Le dialogue d’Antigone et Ismène fait penser à un autre fameux dialogue, entre Jésus et Pierre cette fois. « M’aimes-tu ? » Demande le Christ avec le verbe agapê. Pierre se situe encore loin de l’amour total que demande le Christ qui fondra pourtant son Église sur cette pierre qui ressemble encore à du sable. Il en est loin et proche. Mais il ne sait pas quand il en est proche et quand il en est loin. Jésus voit le potentiel. Il voit à travers les gens. Jésus devra abaisser sa première exigence et utiliser le mot philia pour exprimer l’amour qui les unit. L’amour vital, l’amour total, l’agapè, ne viendra que sur les routes de Rome, en réponse au « Quo vadis, domine ? » Antigone, dès la loi de Créon connue, décide son action. Elle la décide par coïncidence avec son être intime qu’elle partage avec les dieux. Elle sait, elle a vu qui elle est, et elle l’affirme. Elle sait qu’elle marche vers la mort, mais en son for intérieur, elle ne vacille pas et accomplit son geste, enterrer son frère, et défie Créon, non comme une anarchiste, ce rôle sied à Créon enivré de son pouvoir, mais comme quelqu’un qui agit contre un État qui confond autorité et pouvoir.

  1. Ernst Jünger. Le Traité du rebelle. Editions du Rocher.
  2. Ernst Jünger. Le Traité du rebelle. Editions du Rocher.

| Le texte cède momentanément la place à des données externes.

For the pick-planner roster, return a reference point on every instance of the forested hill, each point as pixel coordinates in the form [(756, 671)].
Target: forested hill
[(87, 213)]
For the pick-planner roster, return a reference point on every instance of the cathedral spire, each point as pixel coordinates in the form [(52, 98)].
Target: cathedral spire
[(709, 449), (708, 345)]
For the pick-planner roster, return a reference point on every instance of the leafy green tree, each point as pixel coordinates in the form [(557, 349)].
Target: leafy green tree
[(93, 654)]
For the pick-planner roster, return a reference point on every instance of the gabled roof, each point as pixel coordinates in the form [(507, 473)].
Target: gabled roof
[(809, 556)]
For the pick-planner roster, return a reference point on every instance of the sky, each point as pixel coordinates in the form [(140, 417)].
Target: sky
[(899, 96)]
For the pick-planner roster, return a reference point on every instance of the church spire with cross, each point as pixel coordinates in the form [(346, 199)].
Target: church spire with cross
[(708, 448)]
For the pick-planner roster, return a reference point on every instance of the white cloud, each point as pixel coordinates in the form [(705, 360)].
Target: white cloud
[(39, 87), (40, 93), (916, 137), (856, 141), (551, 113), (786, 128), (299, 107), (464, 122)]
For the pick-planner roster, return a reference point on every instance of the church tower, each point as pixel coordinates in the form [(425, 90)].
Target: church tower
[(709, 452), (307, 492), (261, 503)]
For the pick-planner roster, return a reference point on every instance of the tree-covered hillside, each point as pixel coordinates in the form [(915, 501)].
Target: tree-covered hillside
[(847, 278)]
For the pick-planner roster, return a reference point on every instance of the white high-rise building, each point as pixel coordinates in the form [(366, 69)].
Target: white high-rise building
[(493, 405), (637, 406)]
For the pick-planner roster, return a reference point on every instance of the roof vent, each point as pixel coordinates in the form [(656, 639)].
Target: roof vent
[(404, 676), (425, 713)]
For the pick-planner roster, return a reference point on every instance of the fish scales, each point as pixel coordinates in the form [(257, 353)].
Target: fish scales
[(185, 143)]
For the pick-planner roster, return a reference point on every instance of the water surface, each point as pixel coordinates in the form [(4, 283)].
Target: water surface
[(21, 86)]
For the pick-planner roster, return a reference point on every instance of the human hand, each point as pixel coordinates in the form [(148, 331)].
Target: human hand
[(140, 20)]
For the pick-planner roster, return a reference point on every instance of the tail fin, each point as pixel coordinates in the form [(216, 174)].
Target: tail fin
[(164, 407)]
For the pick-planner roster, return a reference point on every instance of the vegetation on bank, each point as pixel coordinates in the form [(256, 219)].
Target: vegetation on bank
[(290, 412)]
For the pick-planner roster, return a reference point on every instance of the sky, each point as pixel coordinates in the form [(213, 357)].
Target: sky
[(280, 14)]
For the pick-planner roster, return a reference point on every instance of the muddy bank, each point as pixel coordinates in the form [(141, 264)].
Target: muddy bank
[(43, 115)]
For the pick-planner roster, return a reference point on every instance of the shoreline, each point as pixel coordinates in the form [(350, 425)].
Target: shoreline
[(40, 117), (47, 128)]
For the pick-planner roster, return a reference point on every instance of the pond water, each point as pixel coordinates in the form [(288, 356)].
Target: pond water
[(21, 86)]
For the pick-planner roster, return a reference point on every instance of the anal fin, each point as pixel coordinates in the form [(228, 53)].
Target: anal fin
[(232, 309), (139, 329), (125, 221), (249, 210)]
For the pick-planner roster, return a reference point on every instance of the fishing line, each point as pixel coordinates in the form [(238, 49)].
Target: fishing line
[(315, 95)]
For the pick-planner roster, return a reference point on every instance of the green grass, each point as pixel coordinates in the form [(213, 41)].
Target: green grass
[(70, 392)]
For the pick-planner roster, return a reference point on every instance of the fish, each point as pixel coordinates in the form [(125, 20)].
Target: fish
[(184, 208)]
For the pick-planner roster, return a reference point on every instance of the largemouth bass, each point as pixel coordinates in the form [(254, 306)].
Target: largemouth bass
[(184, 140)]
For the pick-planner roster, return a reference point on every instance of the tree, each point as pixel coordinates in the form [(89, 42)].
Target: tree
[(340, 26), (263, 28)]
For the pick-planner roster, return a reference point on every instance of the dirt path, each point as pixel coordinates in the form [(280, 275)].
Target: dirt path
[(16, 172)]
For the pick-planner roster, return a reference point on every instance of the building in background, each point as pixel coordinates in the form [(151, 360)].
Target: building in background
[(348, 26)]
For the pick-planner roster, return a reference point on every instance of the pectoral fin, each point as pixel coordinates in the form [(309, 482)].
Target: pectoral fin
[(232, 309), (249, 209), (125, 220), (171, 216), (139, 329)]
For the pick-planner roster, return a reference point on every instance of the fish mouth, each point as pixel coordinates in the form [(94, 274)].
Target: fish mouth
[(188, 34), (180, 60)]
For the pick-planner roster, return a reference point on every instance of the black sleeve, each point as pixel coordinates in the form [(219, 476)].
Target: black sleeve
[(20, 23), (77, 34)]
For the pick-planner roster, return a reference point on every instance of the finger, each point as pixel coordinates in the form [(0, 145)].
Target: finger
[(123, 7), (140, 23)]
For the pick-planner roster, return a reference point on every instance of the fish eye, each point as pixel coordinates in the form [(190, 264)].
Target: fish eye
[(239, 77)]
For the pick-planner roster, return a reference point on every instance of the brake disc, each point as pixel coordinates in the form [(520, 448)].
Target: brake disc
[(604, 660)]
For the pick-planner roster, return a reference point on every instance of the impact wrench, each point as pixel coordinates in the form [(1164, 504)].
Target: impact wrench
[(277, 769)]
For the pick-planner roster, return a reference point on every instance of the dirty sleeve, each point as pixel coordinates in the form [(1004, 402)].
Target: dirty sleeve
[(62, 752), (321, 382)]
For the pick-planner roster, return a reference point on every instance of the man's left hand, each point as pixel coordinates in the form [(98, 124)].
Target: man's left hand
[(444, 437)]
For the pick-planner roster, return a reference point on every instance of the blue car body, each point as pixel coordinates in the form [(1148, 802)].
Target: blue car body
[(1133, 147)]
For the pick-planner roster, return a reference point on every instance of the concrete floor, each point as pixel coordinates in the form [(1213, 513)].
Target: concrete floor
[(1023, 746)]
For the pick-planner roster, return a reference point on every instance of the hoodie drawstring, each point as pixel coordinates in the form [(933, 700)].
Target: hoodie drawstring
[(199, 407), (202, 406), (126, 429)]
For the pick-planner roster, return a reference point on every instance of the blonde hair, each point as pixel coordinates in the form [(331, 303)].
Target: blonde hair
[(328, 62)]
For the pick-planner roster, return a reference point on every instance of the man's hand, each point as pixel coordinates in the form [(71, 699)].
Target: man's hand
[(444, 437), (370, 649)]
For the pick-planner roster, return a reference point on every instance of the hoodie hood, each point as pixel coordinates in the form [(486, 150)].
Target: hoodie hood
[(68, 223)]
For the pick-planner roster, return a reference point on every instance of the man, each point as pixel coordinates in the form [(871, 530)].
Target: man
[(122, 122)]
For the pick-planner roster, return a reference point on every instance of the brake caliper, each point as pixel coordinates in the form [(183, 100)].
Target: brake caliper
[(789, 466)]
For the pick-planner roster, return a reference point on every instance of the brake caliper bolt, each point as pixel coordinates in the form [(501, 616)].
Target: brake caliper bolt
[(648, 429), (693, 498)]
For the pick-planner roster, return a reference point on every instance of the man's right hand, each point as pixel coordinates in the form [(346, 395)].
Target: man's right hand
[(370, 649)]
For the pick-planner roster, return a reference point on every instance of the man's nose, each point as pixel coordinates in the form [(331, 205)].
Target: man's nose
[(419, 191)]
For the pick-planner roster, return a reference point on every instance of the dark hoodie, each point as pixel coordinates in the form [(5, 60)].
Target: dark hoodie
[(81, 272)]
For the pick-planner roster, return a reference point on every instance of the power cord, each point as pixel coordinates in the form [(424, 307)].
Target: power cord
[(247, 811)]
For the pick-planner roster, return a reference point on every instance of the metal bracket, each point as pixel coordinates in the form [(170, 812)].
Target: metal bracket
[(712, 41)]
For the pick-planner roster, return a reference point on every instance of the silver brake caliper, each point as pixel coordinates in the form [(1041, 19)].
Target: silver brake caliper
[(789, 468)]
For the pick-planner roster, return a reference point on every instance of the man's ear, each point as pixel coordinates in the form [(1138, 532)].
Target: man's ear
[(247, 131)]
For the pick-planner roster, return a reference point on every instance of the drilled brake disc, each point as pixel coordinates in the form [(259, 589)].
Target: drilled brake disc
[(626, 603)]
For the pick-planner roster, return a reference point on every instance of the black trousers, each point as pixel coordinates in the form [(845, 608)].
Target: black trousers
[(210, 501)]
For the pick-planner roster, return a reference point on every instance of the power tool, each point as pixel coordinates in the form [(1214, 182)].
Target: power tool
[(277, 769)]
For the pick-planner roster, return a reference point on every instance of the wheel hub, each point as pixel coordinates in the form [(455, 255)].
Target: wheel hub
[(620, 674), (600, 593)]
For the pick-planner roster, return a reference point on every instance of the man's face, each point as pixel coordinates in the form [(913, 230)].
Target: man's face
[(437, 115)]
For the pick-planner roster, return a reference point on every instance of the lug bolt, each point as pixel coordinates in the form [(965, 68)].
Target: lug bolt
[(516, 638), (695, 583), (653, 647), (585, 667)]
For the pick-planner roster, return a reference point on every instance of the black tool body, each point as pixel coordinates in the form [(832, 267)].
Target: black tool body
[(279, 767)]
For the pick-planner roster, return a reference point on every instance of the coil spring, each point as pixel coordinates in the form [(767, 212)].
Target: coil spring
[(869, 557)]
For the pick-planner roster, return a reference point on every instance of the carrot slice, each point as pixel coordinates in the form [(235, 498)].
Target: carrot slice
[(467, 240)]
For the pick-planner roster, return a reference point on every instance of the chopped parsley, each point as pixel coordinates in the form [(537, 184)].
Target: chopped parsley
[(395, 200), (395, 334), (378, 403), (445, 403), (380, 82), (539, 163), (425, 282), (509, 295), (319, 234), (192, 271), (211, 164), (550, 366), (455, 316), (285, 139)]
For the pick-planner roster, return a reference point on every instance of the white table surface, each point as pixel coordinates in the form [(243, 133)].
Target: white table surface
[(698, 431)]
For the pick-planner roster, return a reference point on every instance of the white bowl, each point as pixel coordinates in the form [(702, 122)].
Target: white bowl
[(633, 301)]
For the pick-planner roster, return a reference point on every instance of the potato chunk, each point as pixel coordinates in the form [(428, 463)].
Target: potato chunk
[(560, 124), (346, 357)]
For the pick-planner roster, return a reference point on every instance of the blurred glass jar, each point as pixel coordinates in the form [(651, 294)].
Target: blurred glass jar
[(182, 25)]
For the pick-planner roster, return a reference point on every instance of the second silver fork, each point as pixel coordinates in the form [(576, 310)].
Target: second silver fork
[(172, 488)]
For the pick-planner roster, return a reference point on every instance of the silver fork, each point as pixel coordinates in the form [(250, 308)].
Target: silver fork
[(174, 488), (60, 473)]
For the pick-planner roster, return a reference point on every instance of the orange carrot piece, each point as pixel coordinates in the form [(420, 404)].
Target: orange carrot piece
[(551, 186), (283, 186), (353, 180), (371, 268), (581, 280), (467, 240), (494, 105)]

  3. Evangile selon Saint Matthieu, 5,37.
  4. Ernst Jünger. Le Traité du rebelle. Editions du Rocher.
  5. Gabriel Marcel. Être et Avoir. Editions Aubier.
  6. François Hartog. Mémoire d’Ulysse. Editions Gallimard.
  7. Gabriel Marcel. Être et Avoir. Editions Aubier.
  8. Blanc de Saint Bonnet.
  9. Ernst Jünger. Le Traité du Revelle. Editions du Rocher.